The long-awaited increase in nickel prices has materialized this week, with prices rising to US$6.44 a pound Wednesday, up 6.8 per cent in the last month and up more than 14 per cent since the beginning of 2019.

Analysts say the increase is related to both short- and long-term factors. In the short term, Indonesia has announced it plans to ban ore exports in 2022, after lifting the ban in 2017. While there is skepticism that would actually happen, the threat was enough to boost prices.

“If we were to see Indonesia restrict availability of their ore, then it would tighten the market quicker than we're factoring in,” analyst Colin Hamilton at BMO Capital Markets in London told Reuters.

A long-term factor behind the rising prices is increasing demand for nickel to make electric vehicle (EV) batteries. As electric cars become more popular, demand for the high grade nickel needed for the batteries is increasing.

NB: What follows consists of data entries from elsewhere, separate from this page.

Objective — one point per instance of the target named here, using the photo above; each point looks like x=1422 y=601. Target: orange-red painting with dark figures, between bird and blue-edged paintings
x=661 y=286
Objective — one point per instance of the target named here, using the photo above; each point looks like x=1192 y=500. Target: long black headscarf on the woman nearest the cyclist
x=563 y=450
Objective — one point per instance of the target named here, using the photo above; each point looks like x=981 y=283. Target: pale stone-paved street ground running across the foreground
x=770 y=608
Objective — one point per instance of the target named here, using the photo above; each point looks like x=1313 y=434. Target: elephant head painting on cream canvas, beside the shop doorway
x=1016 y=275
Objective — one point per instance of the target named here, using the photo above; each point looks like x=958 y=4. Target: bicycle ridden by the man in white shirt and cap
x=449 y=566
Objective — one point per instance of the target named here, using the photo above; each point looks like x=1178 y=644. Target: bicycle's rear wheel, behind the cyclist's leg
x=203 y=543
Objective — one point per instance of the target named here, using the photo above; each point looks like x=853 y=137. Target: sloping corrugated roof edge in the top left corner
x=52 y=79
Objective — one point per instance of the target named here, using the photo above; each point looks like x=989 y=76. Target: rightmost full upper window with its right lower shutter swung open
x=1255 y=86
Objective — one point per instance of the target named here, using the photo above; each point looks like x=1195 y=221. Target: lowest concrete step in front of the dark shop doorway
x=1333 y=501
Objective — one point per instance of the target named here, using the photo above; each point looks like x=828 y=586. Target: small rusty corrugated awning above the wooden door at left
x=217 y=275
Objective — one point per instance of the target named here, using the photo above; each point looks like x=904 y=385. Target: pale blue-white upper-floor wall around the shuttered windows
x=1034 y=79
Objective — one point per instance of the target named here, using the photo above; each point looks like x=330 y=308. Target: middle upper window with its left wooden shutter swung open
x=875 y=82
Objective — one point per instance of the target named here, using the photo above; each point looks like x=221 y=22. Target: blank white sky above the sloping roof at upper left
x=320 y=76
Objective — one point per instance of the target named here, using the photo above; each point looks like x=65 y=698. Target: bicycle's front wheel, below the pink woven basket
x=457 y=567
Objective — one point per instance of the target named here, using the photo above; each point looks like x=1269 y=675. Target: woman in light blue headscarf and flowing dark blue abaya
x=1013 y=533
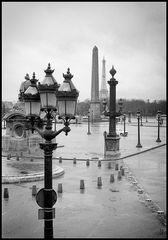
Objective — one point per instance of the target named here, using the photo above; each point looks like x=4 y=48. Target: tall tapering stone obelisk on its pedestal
x=95 y=103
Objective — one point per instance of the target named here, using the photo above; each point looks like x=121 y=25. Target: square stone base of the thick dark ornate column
x=111 y=146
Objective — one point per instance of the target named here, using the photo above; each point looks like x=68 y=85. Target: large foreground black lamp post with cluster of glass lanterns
x=51 y=98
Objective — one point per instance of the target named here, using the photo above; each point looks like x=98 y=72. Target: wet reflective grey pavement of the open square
x=116 y=210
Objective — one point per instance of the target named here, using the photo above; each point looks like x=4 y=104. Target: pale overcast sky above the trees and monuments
x=130 y=35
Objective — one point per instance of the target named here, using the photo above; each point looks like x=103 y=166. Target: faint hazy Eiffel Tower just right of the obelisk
x=103 y=90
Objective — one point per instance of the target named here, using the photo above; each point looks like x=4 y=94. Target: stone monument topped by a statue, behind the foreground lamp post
x=18 y=136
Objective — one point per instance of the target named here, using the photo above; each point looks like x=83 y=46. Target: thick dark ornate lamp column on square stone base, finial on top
x=112 y=139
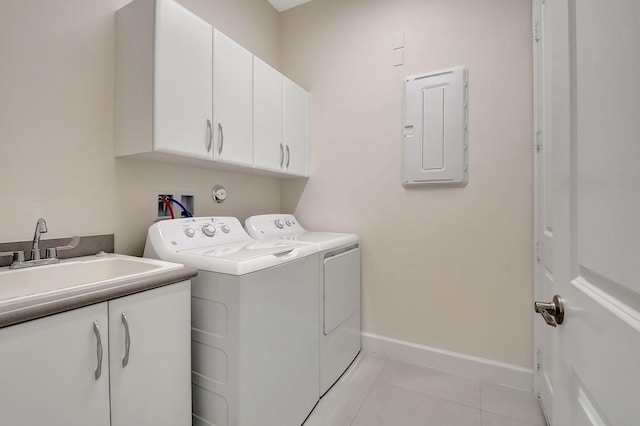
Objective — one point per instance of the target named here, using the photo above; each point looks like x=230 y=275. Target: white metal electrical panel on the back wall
x=434 y=125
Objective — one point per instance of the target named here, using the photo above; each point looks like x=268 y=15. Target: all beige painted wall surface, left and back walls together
x=449 y=268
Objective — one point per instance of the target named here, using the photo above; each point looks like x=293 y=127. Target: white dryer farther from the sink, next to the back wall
x=339 y=278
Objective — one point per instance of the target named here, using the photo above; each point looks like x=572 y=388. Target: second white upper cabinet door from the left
x=232 y=101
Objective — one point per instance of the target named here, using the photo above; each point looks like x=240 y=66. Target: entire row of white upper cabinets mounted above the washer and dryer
x=186 y=92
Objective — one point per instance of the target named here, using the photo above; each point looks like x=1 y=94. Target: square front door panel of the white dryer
x=341 y=286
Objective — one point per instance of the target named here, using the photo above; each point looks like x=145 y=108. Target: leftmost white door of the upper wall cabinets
x=183 y=69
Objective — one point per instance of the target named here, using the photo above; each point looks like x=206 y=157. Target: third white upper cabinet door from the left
x=268 y=144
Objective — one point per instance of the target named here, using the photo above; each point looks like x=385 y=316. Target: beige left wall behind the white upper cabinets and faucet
x=56 y=124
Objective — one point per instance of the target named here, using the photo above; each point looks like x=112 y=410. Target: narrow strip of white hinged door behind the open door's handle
x=544 y=285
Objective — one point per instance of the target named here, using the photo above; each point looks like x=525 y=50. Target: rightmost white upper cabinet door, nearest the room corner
x=295 y=128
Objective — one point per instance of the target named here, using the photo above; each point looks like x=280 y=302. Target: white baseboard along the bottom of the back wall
x=482 y=369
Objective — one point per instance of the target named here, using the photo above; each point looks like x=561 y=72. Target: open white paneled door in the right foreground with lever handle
x=596 y=206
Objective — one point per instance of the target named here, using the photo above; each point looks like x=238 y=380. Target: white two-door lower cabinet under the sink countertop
x=118 y=363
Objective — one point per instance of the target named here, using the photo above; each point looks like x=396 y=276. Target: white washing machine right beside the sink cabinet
x=255 y=321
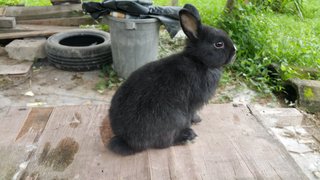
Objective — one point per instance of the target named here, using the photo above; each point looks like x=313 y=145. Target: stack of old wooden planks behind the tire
x=20 y=21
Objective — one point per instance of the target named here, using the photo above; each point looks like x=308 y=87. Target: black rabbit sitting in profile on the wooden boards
x=156 y=105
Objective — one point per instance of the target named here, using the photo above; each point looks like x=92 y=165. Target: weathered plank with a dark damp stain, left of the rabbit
x=70 y=146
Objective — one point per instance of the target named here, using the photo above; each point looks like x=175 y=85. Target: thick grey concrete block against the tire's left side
x=27 y=49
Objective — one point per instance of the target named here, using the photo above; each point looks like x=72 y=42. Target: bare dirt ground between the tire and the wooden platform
x=49 y=86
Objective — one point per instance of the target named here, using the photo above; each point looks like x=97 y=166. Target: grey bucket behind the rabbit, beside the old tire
x=134 y=43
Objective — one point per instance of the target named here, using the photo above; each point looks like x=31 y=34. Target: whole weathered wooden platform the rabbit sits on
x=66 y=143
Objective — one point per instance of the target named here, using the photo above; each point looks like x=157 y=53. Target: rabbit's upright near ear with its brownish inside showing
x=190 y=22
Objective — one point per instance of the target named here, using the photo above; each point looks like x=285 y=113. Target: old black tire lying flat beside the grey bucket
x=79 y=50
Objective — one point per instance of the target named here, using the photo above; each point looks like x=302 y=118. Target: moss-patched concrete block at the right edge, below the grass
x=308 y=94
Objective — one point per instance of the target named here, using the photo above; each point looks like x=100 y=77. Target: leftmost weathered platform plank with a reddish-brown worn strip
x=20 y=128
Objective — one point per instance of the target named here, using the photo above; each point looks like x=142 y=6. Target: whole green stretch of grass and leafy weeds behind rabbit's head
x=266 y=34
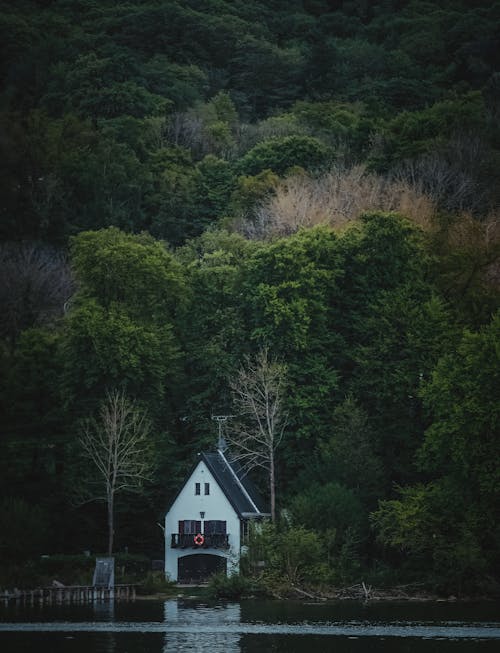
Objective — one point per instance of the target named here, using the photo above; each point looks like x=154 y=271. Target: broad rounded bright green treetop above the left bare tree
x=119 y=332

And newer EV batteries have a much higher nickel content, as manufacturers use less cobalt.

That's in part because much of the world's cobalt comes from the Democratic Republic of Congo, where child labour and other human rights abuses are common.

Last week, Volkswagen announced plans to invest US$56 billion on electric car batteries to encourage the mass production of electric vehicles. Those batteries will have a much higher nickel content and lower amounts of cobalt.

While nickel prices slumped earlier this year, and only now are close to where they were in July 2018, long-term prospects are strong, analyst Terry Ortslan told Sudbury.com last last year. 

Ortslan predicted prices would slump in the first part of 2019 before recovering as demand for EVs increases.

"We all know batteries for electric vehicles are going to be very important new demand source of nickel, as much as stainless steel was 50 or 60 years ago," he said in November. 

"So for the battery grade nickel that both Vale and (Glencore) produce, there's no problem. I think there's going to be a great market for it. I'd be really surprised if, once we go through this uncertainty over the next three or four months, nickel prices aren't back in the saddle again."